Say, you don’t like the way your house looks. Or, you don’t know how to attract more followers to your Instagram account. Maybe you really want to figure out a way to develop a line of interesting home decor items that reflect your aesthetics, your artistic tastes and personality. Perhaps you want to figure out a way to make more friendships and more personal connections in your day-to-day life.
One of the interesting things about our brains is that when we are truly bored, when we’re going through repetitive thoughts our brains default mode network activates. This is considered the opposite of executive function. If executive function is when your brain is engaged in a complex and detailed thinking, the default mode network is when you’re NOT attempting complex or detailed thinking…you’re not doing high level math or constructing elevated literary prose. These require lots of conscious effort. They need the management of your attention so you can retrieve information from your memory to compose or create something or understand something.
How do you know when the default mode network turns on? The best way to know is if you suddenly hear the voice within your head. You hear not just the ruminating thoughts about “what you should have said” or “why did she say that to me?” but you hear things like, “Maybe I should turn one of my living room walls into a “Butterfly Wall” with lots of pictures of butterflies.
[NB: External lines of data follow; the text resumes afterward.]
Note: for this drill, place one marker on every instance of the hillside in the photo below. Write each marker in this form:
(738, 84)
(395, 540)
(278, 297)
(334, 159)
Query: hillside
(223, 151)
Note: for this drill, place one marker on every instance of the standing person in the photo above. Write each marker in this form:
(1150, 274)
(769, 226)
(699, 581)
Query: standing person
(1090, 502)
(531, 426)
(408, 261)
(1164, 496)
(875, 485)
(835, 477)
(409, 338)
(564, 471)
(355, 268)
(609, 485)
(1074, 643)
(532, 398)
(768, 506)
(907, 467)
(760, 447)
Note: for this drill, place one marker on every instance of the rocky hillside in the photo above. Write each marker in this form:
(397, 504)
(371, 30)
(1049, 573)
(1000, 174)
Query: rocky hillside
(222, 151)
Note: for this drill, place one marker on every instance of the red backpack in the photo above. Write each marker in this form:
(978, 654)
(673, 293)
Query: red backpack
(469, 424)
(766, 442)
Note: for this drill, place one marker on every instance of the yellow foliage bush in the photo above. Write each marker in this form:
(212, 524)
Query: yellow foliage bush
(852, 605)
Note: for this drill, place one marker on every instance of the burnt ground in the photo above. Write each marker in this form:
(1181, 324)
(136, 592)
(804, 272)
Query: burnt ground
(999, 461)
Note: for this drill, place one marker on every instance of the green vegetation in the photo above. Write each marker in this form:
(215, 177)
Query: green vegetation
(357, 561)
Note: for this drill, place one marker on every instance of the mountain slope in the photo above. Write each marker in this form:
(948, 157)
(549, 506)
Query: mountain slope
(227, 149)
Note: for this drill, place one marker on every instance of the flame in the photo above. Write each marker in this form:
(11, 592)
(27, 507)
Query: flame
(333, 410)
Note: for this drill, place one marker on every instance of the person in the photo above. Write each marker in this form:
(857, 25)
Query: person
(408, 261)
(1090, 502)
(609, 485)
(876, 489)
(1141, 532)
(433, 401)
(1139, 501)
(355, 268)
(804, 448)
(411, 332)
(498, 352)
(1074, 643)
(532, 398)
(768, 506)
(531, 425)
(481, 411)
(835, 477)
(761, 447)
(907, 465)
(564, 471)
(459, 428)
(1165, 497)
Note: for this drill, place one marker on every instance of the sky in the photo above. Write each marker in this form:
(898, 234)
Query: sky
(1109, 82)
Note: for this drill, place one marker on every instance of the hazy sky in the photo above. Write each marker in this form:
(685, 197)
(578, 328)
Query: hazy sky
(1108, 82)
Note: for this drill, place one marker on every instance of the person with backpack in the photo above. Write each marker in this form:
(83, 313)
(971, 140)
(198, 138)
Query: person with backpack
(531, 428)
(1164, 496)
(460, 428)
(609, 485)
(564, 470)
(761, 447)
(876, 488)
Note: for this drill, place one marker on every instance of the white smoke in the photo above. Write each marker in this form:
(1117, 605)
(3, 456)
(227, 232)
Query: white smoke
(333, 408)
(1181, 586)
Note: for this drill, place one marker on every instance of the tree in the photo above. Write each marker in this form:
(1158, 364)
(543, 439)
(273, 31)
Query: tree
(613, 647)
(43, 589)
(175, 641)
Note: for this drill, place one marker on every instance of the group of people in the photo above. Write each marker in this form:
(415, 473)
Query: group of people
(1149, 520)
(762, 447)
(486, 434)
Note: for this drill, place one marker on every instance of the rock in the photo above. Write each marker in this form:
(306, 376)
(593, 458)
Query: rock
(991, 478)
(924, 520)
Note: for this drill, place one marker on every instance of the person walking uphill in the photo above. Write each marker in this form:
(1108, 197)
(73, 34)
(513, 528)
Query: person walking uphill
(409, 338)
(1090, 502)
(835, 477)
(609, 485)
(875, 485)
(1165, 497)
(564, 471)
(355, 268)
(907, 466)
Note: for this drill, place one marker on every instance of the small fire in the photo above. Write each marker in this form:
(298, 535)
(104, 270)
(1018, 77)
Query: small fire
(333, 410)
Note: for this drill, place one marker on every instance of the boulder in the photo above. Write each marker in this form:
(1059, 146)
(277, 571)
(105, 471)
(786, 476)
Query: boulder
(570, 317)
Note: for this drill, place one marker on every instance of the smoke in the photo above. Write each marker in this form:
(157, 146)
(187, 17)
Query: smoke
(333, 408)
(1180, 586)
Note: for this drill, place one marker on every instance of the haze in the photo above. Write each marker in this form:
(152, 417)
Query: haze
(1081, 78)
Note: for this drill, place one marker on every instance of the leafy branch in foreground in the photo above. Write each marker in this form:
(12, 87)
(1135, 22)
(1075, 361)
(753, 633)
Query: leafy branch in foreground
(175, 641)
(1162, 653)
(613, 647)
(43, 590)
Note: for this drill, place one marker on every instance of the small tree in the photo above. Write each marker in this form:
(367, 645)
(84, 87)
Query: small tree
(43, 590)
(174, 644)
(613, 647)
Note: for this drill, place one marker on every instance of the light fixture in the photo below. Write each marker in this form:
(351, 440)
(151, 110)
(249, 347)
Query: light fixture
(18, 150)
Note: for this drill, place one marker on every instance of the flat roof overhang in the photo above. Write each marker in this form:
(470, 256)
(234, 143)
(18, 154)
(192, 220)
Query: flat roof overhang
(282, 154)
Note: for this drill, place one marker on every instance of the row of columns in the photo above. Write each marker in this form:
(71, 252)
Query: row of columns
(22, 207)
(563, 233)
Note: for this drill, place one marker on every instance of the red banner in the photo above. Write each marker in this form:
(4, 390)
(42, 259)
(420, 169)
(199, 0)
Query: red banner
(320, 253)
In other words, when the default mode network arrives, random ideas start coming. Ideas that may or may not be useful. You will notice that they start to flutter through. They are allowed through the gate because you have deactivated the main executive controller—the pre-frontal cortex. You’re doing mindless tasks like folding laundry, going for a walk, taking a shower, or washing dishes. A new idea comes at you. You think, ahh, maybe I should try that…maybe I should research that phenomenon? Maybe I should write about that phenomenon! When these kinds of thoughts start coming, you know you are in the default mode network.
When you’ve finally arrived (and ANY music, listening to podcasts or beeps from your phone will not help you get there as quickly) you need to know that this is where interesting connections between ideas are made. This is where the real MONEY-MAKING CONCEPTS HAPPEN.
Different things that your subconscious may have picked up at different times of the day or days ago or even weeks ago may spontaneously bubble up and combine to make a very wonderful idea. This is where inventions happen. This is where powerful plots to movies break out, where two pieces of disparate data reproduce a new concept. Sometimes these concepts are quite useful. They may help resolve in earlier conflict period you have been dealing with.
New approaches, new inventions, new paintings, new business plans, new plots to novels or plays or gardening landscapes develop in this state. They make themselves tangible to your conscious state brain.
This is exactly why periods of boredom, monotony, and stillness end up giving you such a wildly incredible edge. But it makes total sense! You can’t understand brightness without the dark, and you can’t see the bright ideas without the simultaneous background of monotony…your own feelings and experiences of deep boredom. Yes, going through repetitive motions will get you there.
It is a literal fact that your brain will start to conjure up its’ own unique creations if you let yourself step into boredom and monotony on a regular basis. You need this kind of “contrast state” to push your brain to rearranging and re-managing itself as it works with less stimulation.
I can attest to these many times over the course of my life. The times where I really allowed boredom to prevail, the more likely my brain could reconfigure itself, bring up storage boxes from the basement, so to speak. More storage boxes to look through? More stuff for it to work with!